I've spent some time thinking about this (but eventually chose to pursue a
project where the biggest challenge was technical rather than the business
model), and there's another consideration you don't mention:

The total value that a publisher gets from a platform like Medium does not
grow proportionally with the publisher's size, only a fraction of the value
does. Specifically, the technical work that Medium does to scale the website,
and the exposure that popular publishers get from being featured on the Medium
homepage, Editor's picks, etc. However, the more popular a publisher gets, the
more the balance tips in favor of leaving Medium for something with lower
marginal cost to the publisher, like self-hosting. (These also tend to offer
the publisher significantly more control.) As a result, to keep popular
publishers on the platform, Medium _has_ to lower their margins for them,
whether by special deals or otherwise. This is the downside of Medium's
platform having only a modest network effect: only modest network lock-in.
(The upside was a minimal chicken-and-egg problem.)

\----

Also, re click-bait:

I think it's worth drawing attention to the fact that readers are discouraged
from supporting publishers with one-time payments (it's presumably still
technically possible by signing-up for and then immediately canceling a
monthly membership).

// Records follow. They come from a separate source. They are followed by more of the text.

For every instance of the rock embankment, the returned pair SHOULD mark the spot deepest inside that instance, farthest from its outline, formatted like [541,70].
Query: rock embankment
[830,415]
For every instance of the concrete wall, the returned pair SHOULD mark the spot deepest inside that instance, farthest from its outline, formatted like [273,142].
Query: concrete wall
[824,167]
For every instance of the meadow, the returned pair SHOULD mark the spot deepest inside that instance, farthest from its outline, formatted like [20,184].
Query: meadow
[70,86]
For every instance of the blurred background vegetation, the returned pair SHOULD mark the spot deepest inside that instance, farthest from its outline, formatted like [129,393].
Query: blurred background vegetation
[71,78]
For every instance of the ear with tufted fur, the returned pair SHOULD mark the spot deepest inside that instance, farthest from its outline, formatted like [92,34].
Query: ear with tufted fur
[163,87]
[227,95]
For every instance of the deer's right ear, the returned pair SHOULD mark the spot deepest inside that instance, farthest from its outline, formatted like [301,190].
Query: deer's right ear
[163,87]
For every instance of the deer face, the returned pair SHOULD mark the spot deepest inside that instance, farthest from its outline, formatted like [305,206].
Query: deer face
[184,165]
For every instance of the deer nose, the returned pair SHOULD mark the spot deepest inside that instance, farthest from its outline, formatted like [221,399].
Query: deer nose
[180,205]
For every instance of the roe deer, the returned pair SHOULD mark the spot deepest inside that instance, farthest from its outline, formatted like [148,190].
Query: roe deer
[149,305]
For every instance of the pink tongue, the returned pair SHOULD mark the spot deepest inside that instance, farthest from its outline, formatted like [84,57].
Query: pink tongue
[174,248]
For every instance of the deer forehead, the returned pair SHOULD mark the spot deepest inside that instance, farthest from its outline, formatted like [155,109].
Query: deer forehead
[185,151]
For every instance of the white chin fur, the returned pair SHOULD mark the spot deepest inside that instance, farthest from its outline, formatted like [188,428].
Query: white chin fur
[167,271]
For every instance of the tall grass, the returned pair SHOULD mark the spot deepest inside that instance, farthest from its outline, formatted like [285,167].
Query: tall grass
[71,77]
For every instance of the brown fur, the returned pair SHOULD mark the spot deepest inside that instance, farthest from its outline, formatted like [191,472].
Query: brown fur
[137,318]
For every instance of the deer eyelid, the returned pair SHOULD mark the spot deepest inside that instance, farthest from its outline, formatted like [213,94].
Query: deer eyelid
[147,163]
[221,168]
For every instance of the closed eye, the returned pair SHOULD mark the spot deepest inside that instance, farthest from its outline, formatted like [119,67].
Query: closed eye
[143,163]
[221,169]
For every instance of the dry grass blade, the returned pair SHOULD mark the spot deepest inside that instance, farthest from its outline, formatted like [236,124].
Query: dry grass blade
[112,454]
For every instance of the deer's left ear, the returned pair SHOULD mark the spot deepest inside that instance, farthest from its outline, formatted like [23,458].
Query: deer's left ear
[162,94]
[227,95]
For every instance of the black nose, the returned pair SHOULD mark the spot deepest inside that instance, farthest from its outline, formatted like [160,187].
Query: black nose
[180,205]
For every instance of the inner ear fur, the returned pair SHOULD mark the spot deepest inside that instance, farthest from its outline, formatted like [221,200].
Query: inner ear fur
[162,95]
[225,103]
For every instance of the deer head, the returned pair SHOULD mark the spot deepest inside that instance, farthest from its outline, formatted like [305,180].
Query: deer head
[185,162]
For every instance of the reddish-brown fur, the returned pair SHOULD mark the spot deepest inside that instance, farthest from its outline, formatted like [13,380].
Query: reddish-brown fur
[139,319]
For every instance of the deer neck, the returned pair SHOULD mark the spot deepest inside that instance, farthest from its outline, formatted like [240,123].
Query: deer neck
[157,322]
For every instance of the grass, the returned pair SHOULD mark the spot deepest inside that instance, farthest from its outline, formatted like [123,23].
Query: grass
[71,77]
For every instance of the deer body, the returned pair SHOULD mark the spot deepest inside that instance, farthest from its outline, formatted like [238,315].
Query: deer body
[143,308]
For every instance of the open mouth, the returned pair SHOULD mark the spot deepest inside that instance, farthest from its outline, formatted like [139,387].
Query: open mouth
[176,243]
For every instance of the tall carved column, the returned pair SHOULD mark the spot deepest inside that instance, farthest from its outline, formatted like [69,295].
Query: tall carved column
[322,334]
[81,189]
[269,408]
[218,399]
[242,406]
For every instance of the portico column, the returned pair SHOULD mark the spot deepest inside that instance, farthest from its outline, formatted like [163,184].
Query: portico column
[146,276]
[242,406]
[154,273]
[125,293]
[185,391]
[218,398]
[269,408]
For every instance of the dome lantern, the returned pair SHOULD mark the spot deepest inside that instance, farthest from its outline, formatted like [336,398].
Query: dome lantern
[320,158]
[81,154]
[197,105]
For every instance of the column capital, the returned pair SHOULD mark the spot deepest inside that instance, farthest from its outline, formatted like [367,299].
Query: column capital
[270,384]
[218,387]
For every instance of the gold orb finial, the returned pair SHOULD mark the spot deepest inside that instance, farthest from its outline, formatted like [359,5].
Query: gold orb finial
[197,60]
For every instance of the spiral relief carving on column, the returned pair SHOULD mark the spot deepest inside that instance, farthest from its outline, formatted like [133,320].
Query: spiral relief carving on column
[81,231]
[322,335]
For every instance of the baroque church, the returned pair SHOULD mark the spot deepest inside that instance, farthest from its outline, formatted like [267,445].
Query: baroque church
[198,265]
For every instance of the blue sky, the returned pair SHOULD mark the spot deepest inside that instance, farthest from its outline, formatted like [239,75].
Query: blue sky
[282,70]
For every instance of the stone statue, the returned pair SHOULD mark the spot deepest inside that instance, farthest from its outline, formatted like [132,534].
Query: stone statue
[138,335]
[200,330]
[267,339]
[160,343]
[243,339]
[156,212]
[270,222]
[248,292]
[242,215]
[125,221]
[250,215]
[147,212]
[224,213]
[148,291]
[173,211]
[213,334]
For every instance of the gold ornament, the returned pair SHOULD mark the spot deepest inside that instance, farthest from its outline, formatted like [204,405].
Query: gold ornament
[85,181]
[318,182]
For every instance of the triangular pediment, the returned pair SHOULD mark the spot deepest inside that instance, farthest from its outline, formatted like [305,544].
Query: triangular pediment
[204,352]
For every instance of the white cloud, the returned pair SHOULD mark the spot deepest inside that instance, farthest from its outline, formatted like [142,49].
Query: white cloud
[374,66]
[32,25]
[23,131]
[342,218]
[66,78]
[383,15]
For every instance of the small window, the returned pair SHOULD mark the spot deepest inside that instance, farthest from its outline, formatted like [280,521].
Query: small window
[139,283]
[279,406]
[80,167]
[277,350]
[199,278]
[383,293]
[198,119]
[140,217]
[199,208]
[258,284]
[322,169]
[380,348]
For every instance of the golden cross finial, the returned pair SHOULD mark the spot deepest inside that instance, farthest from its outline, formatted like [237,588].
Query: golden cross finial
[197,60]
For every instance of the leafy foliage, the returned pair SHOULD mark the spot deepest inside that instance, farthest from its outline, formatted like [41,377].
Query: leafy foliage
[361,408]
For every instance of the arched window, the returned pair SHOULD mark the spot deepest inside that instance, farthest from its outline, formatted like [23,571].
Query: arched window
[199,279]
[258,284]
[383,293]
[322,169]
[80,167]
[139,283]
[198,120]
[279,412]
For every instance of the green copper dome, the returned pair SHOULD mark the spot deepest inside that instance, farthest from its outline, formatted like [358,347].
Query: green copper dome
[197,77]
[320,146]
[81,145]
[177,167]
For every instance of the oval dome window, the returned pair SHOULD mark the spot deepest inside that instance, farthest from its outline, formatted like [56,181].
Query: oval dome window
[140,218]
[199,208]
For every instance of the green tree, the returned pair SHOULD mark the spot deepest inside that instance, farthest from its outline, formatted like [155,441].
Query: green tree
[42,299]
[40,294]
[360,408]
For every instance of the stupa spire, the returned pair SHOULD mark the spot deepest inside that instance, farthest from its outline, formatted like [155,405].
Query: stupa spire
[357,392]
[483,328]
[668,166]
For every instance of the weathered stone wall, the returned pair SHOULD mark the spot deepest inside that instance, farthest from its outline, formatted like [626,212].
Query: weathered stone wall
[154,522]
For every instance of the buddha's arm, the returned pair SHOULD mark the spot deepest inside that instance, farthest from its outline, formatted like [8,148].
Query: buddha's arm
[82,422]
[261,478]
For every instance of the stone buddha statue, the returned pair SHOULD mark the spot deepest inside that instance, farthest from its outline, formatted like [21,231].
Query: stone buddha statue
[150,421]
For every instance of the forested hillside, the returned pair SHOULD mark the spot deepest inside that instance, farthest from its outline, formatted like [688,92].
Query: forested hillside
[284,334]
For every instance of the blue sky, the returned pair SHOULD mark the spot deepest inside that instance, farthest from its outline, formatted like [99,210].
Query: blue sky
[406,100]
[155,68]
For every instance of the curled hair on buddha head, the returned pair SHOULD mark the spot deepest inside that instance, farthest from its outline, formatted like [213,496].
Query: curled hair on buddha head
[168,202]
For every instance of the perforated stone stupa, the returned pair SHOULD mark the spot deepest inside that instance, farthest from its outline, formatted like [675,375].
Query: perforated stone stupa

If most of a publisher's revenue is from recurring
payments due to the loyalty of readers, rather than one-time payments like ad
impressions or micropayments or a Reddit gold-equivalent, that helps mitigate
the incentives favoring cheap click-bait.

------
tonyedgecombe
"Publishers in the beta may create sponsored content on behalf of or in
association with brands. For some publishers, Medium will provide paid
opportunities to execute high-quality native campaigns on behalf of brands."

I guess this is what happens when we all block ads.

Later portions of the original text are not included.